Sincèrement, ça n'a pas été notre plus belle soirée. Mais l'ironie, c'est à partir de ces événements que le mouvement a pris une autre ampleur alors que plusieurs facs en France étaient occupées. Les médias s'en sont saisis.

Cl : Aujourd'hui, nous sommes à la mi-mai, saison des partiels, où on est-on ?

Ali : Je crois qu'il y a une autre perspective qui est en train de se jouer. Les gens mobilisés perdent leurs lieux d'expression que représentent les amphis dans les facs. Il n'y a plus que 4 ou 5 facs occupées mais elles seront évacuées dans les prochains jours, les amphis « libérés » sont gardés par des entreprises de sécurité comme à Paul Valéry. La répression policière est trop forte dans les campus.

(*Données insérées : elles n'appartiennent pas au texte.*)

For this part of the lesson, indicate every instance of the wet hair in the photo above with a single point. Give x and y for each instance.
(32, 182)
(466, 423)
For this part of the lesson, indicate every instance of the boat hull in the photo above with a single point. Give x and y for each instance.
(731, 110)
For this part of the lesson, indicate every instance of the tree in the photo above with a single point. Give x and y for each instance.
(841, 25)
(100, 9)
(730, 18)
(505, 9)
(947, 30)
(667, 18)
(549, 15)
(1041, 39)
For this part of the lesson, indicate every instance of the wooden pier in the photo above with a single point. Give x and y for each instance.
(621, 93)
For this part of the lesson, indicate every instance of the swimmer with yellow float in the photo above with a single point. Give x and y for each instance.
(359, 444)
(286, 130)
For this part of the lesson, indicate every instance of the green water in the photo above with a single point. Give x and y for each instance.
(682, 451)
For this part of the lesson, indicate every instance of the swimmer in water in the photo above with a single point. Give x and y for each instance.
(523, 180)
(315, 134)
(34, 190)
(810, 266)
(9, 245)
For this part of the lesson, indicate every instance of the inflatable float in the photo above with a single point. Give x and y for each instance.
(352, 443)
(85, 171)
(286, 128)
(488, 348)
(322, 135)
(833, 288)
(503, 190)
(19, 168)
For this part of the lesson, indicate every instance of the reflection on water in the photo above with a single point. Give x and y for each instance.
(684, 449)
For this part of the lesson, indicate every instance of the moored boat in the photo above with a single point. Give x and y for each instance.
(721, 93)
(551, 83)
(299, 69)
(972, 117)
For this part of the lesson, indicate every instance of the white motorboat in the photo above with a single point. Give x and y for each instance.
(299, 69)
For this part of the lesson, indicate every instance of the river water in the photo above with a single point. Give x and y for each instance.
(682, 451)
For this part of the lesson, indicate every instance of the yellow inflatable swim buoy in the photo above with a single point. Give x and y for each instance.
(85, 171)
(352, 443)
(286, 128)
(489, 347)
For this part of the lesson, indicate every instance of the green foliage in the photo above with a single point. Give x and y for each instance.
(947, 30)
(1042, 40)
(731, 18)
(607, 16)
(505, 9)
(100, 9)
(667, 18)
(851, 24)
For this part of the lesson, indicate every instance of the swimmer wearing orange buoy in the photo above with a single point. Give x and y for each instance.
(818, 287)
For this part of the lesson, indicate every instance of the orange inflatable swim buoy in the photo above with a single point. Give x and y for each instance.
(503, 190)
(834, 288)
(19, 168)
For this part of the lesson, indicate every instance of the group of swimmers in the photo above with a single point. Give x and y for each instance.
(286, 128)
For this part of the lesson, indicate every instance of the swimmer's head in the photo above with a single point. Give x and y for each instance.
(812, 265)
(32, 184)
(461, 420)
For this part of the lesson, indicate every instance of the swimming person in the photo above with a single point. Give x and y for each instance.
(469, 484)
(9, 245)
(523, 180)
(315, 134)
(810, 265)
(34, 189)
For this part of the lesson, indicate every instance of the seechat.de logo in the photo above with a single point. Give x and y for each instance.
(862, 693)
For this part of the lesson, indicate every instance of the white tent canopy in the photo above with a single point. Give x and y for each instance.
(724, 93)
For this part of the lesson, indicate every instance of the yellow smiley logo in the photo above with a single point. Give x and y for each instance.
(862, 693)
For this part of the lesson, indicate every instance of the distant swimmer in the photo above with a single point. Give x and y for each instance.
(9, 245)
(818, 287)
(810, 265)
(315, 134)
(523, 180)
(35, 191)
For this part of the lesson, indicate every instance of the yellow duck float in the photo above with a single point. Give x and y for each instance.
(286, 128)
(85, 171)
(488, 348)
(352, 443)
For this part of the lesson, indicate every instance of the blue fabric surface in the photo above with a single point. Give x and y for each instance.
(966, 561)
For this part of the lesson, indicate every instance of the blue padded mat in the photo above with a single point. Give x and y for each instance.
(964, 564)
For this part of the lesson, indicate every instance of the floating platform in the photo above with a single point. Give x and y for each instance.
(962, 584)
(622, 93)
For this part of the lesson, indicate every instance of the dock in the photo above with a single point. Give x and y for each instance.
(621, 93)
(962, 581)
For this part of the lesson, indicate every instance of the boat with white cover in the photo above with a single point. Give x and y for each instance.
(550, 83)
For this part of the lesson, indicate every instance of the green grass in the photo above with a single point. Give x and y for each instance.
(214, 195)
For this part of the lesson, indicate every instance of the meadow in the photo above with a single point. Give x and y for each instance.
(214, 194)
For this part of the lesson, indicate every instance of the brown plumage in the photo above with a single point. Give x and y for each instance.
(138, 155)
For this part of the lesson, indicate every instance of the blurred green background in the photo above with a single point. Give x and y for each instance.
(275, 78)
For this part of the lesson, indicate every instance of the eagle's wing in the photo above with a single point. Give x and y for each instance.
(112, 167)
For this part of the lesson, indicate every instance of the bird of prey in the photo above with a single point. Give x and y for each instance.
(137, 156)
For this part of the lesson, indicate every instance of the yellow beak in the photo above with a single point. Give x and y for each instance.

Du coup, nous devons sortir des facs même si c'est très compliqué ; c'est la perspective de la rue, de la convergence des luttes avec les cheminots, les avocats, les fonctionnaires. C'est la question du libéralisme représenté par Macron mais aussi du capitalisme. Il faut voir plus large que notre propre condition d'étudiant, l'injustice est partout.

Notes :
(1) Les étudiants de nombreuses facs se mobilisent conte la loi relative à l'Orientation et à la Réussite des Étudiants (ORE) soutenu par la ministre de l'Enseignement supérieur Frédérique Vidal.